Музыку часто называют универсальным языком – в том смысле, что она понятна каждому, что хорошую песню полюбят все: белые и небелые, азиаты и европейцы, северяне и южане.
С одной стороны, мы действительно знаем музыкальные произведения, которые занимают верхние строчки хит-парадов в самых разных странах. С другой стороны, эти музыкальные произведения сделаны в рамках европейской музыкальной традиции, которую мы слышим в буквальном смысле с самого рождения. Возникает подозрение, что никакого межкультурного общения на языке музыки на самом деле нет, потому что люди разных стран принадлежат к одной музыкальной культуре – которую они воспринимают вместе с саундтреками к кино, поп-песнями или, если угодно, произведениями европейских композиторов последних 300–400 лет.
Но чтобы понять, действительно ли музыкальное восприятие зависит от культуры, нужно найти таких людей, которые бы вообще не были затронуты звуками европейской музыки. В мире сложно найти места, где она бы вовсе не звучала, или, по крайней мере, звучала бы достаточно редко. Сложно, но можно: одно из таких мест – амазонские леса, где живут индейцы чимане.
Люди чимане вообще частый объект научного интереса – к ним (а также к некоторым африканским племенам) часто идут, когда возникает необходимость сравнить современного цивилизованного человека с кем-то совершенно другим. Чимане, чья численность составляет всего 12.000 человек, живут собирательством, занимаются земледелием в долинах Боливии и почти не знакомы с европейской музыкой. Свои музыкальные традиции у них при этом есть, они поют и играют на собственных инструментах, но всегда поодиночке и никогда в ансамблях.
Несколько лет назад к чимане отправилась экспедиция из сотрудников Массачусетского технологического института и ряда других научных центров: исследователи хотели сравнить, как чимане воспринимают диссонансы, консонансы, ритм и другие вещи, которые составляют музыку. Два года назад мы писали о том, что получилось с консонансами и диссонансами – оказалось, что любовь или нелюбовь к тем или иным созвучиям действительно зависит от того, много ли человек слышал в своей жизни европейской музыки.
Недавно в Current Biology вышла ещё одна работа на том же материале с индейцами чимане, в которой речь идёт о восприятии высоты звуков. В эксперименте слушателям – чимане или жителям Нью-Йорка или Бостона – давали послушать две-три ноты, например, «ля-до-ля», а потом напеть их. Кто-то сразу спросит, в какой октаве были «ля» и «до», и в этом-то и был весь смысл: мы привыкли, что звукоряд организован октавами, что после каждого «до-ре-ми-фа-соль-ля-си» следует новая «до», которая на определённую величину выше прежней «до». В каждой октаве частота звука удваивается, так что есть «ля» в 27.5 герц, в 55 герц, в 110, в 220 и т. д., но притом мы чувствуем схожесть всех «ля» разных октав. И если попросить кого-нибудь напеть слишком высокую «ля», которая выходит за пределы его вокальных возможностей, то человек урежет частоту звука так, чтобы можно было пропеть «ля», только ниже октавой-двумя.
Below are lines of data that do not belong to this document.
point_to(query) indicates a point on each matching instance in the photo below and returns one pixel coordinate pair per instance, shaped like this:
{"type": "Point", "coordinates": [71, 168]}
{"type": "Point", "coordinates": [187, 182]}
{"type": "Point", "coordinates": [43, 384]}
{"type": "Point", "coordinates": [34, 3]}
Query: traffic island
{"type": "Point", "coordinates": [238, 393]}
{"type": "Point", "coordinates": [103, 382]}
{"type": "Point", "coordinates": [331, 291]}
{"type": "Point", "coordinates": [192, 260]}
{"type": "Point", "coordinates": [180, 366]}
Но оказалось, что для чимане никакой «октавности» в звуках нет. Если их просили воспроизвести очень высокие или очень низкие «ля-до-ля», то интервал внутри этой последовательности (то есть между первым звуком и вторым и между вторым и третьим) чимане исполняли правильно, но сама последовательность сдвигалась как угодно. То есть организация музыкальных звуков по октавам не есть что-то врождённое, и мы получаем представление об октавах только потому, что растём в соответствующей музыкальной традиции.
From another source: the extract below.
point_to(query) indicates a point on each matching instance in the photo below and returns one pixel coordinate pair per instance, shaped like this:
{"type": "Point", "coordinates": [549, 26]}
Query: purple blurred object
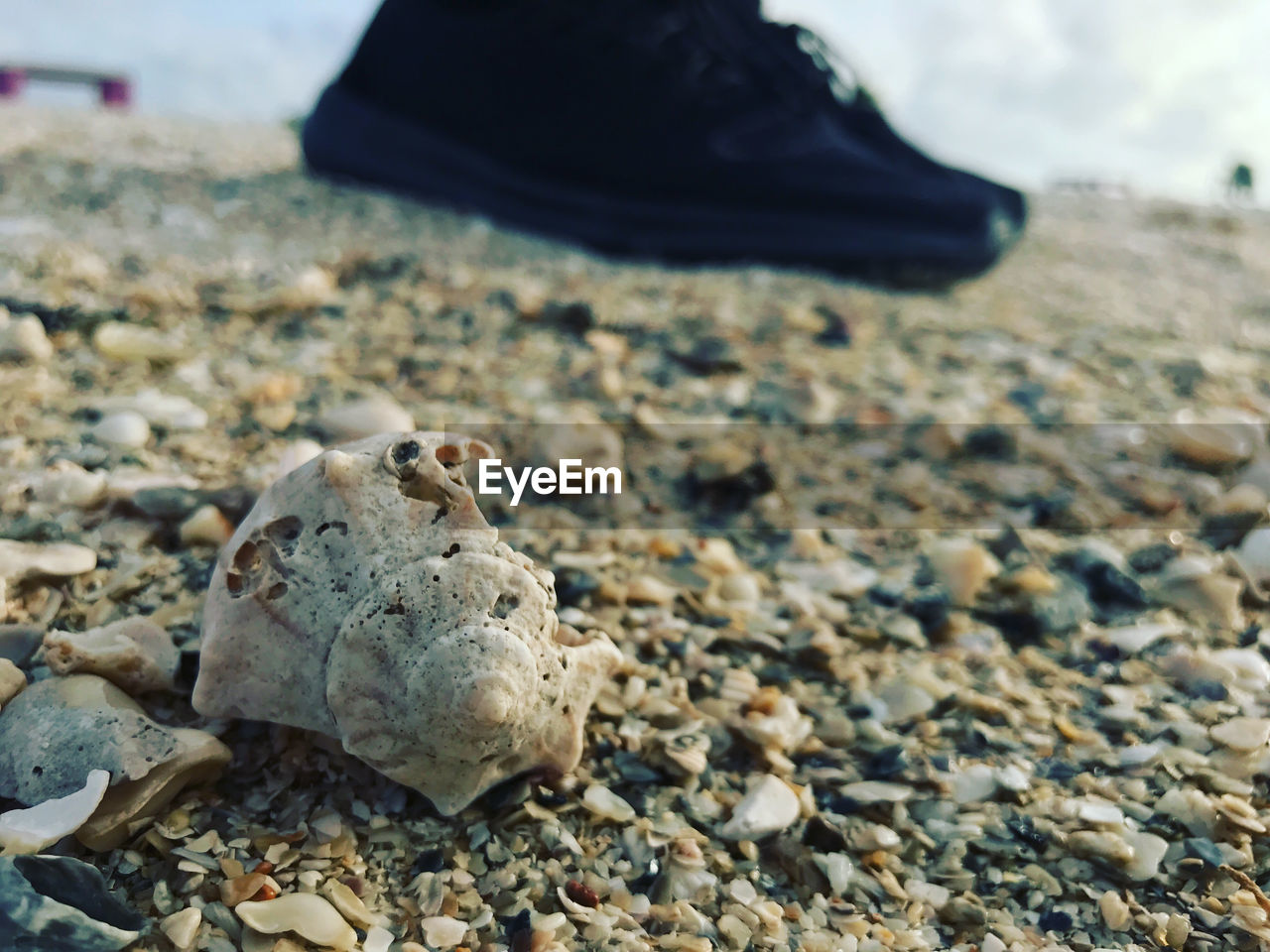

С другой стороны, в восприятии звуков есть и кое-что общее: чимане так же, как и мы, перестают чувствовать разницу в высотах выше 4000 герц. Здесь речь идёт именно о разнице в звуках: человеческое ухо способно слышать звуки частотой до 20 000 герц, но, скажем, разницу между 5000 Гц и 6000 Гц человек уже не ловит. Чимане тут не отличаются от людей, выросших на европейской музыкальной традиции, так что причина здесь кроется, скорее всего, в биологических особенностях нейронов, передающих звуковые сигналы из уха в мозг.